Comment as-tu assimilé les techniques les plus complexes ?

Apprendre le Breaking avant n’était pas chose aisée. Nous nous entrainions dans les rues ou les maisons de jeunes. Nous voyagions entre les villes pour participer à des compétitions ou nous regardions les rares vidéos disponibles souvent de mauvaise qualité. Aujourd’hui, les choses ont changé grâce au développement numérique. Il est facile d’accéder à des tutoriels ou à des articles spécialisés qui expliquent les techniques les plus pointues. Et je ne peux pas ignorer le rôle central joué par FRMSAFH. Cette dernière a déployé des efforts considérables pour promouvoir notre art, le développer et lui fournir un cadre organisé.
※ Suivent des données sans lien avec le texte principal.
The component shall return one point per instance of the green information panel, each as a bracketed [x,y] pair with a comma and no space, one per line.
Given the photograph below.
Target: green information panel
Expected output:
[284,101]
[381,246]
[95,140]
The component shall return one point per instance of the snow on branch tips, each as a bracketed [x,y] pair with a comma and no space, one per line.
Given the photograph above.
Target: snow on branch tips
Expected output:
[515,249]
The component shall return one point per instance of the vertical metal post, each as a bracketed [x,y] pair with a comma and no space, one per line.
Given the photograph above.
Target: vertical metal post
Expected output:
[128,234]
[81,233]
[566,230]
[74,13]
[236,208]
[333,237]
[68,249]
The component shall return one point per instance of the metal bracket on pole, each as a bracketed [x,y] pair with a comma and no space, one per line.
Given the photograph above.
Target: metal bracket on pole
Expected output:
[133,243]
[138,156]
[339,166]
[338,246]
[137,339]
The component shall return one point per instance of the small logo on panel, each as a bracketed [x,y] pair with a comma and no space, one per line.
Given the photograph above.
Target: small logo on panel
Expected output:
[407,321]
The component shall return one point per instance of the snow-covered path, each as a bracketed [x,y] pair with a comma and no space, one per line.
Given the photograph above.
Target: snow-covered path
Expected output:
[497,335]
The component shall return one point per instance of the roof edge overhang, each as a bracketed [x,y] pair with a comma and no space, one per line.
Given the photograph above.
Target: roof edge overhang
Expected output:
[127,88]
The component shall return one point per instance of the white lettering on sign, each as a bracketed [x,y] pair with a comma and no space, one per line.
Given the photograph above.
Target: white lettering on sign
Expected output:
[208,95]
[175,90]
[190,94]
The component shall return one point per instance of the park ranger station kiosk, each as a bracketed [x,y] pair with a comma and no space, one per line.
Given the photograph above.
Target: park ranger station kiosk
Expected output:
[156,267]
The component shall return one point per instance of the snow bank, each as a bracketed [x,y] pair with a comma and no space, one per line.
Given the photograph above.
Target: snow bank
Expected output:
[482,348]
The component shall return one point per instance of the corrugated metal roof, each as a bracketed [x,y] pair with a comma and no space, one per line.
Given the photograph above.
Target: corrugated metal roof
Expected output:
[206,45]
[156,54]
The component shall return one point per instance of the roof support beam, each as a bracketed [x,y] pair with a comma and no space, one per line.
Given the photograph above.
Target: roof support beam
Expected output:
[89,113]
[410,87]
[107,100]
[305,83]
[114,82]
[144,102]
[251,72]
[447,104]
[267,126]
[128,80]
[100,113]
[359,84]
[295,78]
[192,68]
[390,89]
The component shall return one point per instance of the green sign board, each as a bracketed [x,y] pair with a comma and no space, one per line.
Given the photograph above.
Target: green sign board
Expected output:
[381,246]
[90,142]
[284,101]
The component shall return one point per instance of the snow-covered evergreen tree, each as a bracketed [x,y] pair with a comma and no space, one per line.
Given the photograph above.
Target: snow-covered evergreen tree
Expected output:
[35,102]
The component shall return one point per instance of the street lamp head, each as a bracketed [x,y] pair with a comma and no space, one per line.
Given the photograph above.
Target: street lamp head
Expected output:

Quelles sont tes plus grandes victoires ?

Au début de ma carrière, le plus important pour moi était de gagner des compétitions et de maîtriser de nouveaux mouvements. Avec le temps, ma vision a changé. A présent ma vraie victoire est dans l’impact positif que le Breaking a sur les autres. Gagner, c’est voir un jeune quitter la drogue pour embrasser le sport ou observer un enfant timide gagner confiance en lui après avoir maîtrisé un mouvement. Ces victoires humaines sont les plus précieuses et les plus durables.

Comment veux-tu influencer les jeunes justement ?

Je veux les aider à renforcer leurs self-estimes, à développer leurs personnalités et à s’éloigner des habitudes négatives. Plus important encore, je veux qu’ils apprennent l’engagement et la persévérance via le Breaking. Qu’ils réalisent que le travail acharné est la seule voie pour atteindre leurs objectifs dans la vie, que ce soit sur la piste de danse ou en dehors.

A quoi aspires-tu ?

J’ai vécu une époque où les pratiquants du Breaking étaient marginalisés et mal vus, mais j’ai également assisté à l’évolution incroyable de ce sport. Mon ambition est de poursuivre sur cette voie et de contribuer à effacer les clichés qui persistent encore dans certains esprits. Je crois fermement en la capacité du Breaking à apporter un changement positif chez les jeunes. Enfin j’aspire à ce que tout le monde le voit comme je le vois : un art noble et un sport inspirant.

Quelles sont les autres activités artistiques et/ou sportives que tu pratiques ?

Je trouve dans le dessin un autre exutoire. Il me permet d’exprimer mes idées et mes sentiments d’une autre manière. La danse et le dessin sont des langages que je parle sans mots.